Submitted by rabeta on
Nous serons de plus en plus misérables si nous continuons à obéir au FMI et à la Banque Mondiale. Quand on paie des salaires de misère aux salariés tout en sous- évaluant les produits agricoles, il ne faut pas espérer un développement du pays; Le FMI et la BM, par leur phobie de l'inflation , fabriquent la misère dans le tiers-monde. Il ne peut pas y avoir d'inflation si on augmente les salaires ouvriers en Afrique parce que les salaires des autochtones ne représentent qu'une fraction négligeable dans la masse monétaire . Pourquoi des pays comme le Danemark, l'Australie ou la Nouvelle-Zélande sont-ils développés bien que leur économie soit essentiellement fondée sur l'agriculture? Tout simplement par ce qu'ils ont des salaires élevés, ce qui permet de payer les produits agricoles à un juste prix. Il y a des consommateurs solvables et donc de échanges. Chez nous, en Afrique subsaharienne, seuls sont vraiment des consommateurs, les étrangers et la bourgeoisie politique et administrative c'est à dire une classe très restreinte. La richesse n'irrigue pas toute la nation et la croissance du PIB alimente surtout l'importation c'est à dire enrichit d'abord et surtout les producteurs étrangers et les importateurs (voitures, voyages à l'extérieur, ciment, tôles etc...) C'est une économie parasitaire facteur d' une croissance extravertie, mortelle pour le pays et preuve de l'aliénation intellectuelle de nos responsables. Il faut tout faire pour avoir l'autosuffisance alimentaire c'est à dire soigner et développer sa propriété agricole parce que le monde va avoir bientôt des problèmes de nourriture habitué qu'il était aux engrais chimiques et aux pesticides qui sont des produits tirés du petrole.

Submitted by Barry on

Qui peut me montrer un pays ayant eu une décollage économique ou même une croissance soutenue par les institutions internationales de Bretto W. et de l'aide au développment? Le décollage économique d'un pays, sa croissance durable et son émergence économqiue est le résultat d'une élite consciente de son rôle, qui projette l'avenir, s'engage dans un processus de création de richesse. Le reste est foutaise et sert à dépenser l'argent des contribuables occidentaux et africains.
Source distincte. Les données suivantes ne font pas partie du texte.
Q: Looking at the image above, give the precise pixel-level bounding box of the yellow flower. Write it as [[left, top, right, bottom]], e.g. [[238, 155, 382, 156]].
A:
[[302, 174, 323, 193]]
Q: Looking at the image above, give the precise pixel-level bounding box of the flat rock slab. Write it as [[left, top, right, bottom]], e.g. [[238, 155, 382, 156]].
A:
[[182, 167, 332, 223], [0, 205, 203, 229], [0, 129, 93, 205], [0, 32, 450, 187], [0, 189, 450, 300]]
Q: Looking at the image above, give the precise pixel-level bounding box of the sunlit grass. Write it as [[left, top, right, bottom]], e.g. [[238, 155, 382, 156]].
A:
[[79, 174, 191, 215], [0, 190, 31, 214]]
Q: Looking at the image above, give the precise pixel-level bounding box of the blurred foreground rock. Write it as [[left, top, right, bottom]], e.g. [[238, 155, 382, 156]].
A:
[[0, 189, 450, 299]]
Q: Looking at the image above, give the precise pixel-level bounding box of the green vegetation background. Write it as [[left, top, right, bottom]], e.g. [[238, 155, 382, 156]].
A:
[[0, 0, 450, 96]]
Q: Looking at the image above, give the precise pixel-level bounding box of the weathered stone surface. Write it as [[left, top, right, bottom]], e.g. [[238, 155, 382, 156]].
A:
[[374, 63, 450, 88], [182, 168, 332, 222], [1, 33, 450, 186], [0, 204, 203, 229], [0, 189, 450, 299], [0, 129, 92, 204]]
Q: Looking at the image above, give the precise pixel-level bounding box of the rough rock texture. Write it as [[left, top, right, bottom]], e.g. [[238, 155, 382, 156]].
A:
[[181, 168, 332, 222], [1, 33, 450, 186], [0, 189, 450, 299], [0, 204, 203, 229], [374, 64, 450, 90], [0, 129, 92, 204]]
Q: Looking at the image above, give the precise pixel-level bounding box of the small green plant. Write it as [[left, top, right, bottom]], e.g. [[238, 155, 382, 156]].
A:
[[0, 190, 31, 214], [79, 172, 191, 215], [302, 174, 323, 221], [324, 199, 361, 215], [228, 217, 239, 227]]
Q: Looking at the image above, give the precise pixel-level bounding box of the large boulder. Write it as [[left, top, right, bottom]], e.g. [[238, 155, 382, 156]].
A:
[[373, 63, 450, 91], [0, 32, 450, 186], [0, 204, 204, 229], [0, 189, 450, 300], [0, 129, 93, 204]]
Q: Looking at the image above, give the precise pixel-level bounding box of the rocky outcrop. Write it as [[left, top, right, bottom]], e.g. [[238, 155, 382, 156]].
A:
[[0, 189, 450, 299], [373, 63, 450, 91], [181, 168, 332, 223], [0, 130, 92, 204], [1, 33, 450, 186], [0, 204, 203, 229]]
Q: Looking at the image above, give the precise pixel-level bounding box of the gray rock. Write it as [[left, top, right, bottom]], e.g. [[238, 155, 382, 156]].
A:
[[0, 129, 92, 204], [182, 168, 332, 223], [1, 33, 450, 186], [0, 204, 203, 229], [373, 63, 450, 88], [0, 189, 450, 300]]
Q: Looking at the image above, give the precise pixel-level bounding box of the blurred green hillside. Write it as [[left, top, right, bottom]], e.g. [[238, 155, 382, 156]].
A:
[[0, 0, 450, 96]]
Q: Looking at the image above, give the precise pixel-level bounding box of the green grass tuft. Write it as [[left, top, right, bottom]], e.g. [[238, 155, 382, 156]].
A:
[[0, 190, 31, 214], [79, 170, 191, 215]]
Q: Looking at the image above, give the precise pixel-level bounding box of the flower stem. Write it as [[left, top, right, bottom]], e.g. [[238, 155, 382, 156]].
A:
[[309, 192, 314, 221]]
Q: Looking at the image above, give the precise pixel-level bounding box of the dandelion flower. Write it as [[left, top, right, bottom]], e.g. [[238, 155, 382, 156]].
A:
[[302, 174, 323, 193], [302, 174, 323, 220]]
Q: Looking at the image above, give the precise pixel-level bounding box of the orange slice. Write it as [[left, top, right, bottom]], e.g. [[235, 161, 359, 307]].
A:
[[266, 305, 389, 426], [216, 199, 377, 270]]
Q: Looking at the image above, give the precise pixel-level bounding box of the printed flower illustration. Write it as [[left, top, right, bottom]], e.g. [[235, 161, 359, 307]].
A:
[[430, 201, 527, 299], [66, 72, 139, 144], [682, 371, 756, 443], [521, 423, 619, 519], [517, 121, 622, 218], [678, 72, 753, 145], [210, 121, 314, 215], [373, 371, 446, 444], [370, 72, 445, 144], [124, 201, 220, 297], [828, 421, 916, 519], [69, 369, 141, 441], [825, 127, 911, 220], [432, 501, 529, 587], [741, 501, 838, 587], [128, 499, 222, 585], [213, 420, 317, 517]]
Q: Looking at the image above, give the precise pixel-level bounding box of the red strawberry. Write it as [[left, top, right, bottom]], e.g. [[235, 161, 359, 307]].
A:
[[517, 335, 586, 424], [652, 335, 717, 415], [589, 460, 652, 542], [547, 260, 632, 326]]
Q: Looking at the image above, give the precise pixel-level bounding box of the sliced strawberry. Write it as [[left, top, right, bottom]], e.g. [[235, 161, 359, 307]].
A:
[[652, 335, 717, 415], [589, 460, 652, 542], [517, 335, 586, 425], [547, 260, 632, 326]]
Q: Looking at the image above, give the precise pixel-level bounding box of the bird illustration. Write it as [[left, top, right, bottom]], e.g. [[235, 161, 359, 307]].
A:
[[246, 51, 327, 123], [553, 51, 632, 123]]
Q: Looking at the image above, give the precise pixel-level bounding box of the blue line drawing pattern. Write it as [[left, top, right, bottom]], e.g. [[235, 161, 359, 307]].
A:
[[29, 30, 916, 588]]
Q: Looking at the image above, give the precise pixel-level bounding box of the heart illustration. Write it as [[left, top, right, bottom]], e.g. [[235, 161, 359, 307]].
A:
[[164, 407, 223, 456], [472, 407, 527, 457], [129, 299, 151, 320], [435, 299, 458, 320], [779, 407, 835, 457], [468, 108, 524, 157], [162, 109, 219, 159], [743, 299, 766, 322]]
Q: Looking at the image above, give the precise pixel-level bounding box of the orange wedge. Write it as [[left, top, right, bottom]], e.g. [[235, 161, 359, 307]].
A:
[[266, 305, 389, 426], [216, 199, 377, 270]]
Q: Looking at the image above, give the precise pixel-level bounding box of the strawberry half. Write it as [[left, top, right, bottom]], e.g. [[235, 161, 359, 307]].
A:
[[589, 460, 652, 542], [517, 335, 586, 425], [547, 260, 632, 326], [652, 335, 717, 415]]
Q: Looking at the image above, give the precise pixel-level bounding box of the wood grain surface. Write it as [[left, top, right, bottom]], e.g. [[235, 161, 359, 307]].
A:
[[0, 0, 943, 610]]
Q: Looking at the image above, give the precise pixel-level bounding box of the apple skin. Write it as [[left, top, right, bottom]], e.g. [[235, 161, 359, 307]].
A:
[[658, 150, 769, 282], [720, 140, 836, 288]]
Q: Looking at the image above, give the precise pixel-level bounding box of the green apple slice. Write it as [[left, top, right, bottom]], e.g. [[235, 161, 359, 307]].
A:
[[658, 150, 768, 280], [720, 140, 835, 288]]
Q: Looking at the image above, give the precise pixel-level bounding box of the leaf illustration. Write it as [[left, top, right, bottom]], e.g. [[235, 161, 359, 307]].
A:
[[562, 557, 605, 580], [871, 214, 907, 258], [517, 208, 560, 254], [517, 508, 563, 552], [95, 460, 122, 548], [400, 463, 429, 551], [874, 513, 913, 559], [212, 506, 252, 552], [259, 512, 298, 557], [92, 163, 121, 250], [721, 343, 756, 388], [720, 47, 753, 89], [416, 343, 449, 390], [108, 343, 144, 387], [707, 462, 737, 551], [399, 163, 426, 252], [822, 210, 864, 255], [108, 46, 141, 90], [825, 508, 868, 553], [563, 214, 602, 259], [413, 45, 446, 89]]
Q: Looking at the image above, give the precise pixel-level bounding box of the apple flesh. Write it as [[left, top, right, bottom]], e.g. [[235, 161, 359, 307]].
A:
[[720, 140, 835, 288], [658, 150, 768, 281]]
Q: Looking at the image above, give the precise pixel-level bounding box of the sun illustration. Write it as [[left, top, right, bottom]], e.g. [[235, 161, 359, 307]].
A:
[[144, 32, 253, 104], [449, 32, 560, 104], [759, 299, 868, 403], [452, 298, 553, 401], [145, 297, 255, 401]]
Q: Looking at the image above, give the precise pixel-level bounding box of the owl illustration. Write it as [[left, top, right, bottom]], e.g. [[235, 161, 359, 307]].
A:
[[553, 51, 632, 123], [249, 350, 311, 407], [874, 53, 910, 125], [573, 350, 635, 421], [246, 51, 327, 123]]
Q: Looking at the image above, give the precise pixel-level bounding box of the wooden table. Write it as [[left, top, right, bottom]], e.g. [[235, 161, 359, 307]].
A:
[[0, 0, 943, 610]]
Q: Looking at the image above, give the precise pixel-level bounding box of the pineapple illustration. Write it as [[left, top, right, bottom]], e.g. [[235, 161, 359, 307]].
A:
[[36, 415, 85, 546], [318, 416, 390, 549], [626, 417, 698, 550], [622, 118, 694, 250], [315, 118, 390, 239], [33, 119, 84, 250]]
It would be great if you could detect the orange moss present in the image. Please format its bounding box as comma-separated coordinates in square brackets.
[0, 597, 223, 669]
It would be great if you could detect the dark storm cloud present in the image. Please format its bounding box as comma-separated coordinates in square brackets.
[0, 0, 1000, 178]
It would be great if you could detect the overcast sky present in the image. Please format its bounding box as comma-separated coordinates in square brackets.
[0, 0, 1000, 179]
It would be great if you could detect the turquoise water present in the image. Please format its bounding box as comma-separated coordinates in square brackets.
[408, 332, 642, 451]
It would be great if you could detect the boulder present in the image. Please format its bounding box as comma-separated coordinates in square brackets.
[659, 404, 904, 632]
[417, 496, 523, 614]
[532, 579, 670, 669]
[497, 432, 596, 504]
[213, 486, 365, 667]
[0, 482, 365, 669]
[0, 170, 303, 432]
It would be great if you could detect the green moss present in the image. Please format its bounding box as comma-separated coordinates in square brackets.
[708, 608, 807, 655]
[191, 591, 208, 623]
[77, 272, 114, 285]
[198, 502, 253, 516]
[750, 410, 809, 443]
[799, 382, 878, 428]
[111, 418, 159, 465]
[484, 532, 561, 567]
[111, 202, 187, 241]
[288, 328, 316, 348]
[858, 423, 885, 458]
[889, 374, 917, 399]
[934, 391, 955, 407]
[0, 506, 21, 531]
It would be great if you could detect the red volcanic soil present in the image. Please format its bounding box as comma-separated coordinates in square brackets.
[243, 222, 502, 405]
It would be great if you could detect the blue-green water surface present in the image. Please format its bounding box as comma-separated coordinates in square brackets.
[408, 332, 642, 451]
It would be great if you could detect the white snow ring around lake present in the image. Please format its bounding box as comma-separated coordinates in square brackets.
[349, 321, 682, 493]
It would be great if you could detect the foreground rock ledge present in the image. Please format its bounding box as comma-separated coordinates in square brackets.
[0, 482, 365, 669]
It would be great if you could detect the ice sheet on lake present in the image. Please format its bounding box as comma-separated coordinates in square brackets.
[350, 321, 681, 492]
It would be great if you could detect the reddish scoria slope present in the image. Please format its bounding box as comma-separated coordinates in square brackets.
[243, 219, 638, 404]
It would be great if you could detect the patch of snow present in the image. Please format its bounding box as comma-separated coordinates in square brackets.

Les grands spécialistes de Bretton W. savent justifier des dépenses, légitimer des missions, s'octroyer des contrats par personnes interposées (les bureaux et cabinets de consultances internationales avec des relais locaux). Le tout dans le mépris total de la pauvreté et de la misère des populations et des cadres pressés de recevoir des per diem de misère.

En Guinée, on a rédigé le DSRP avec 46% de personnes pauvres. On en a rédigé un second et la population pauvre a dépassé les 56%. Au troisième DSRP, nous serons 86% et au 4ème DSRP, nous serons tous pauvres. Voilà à quoi sert les cadres et les conseillers du système.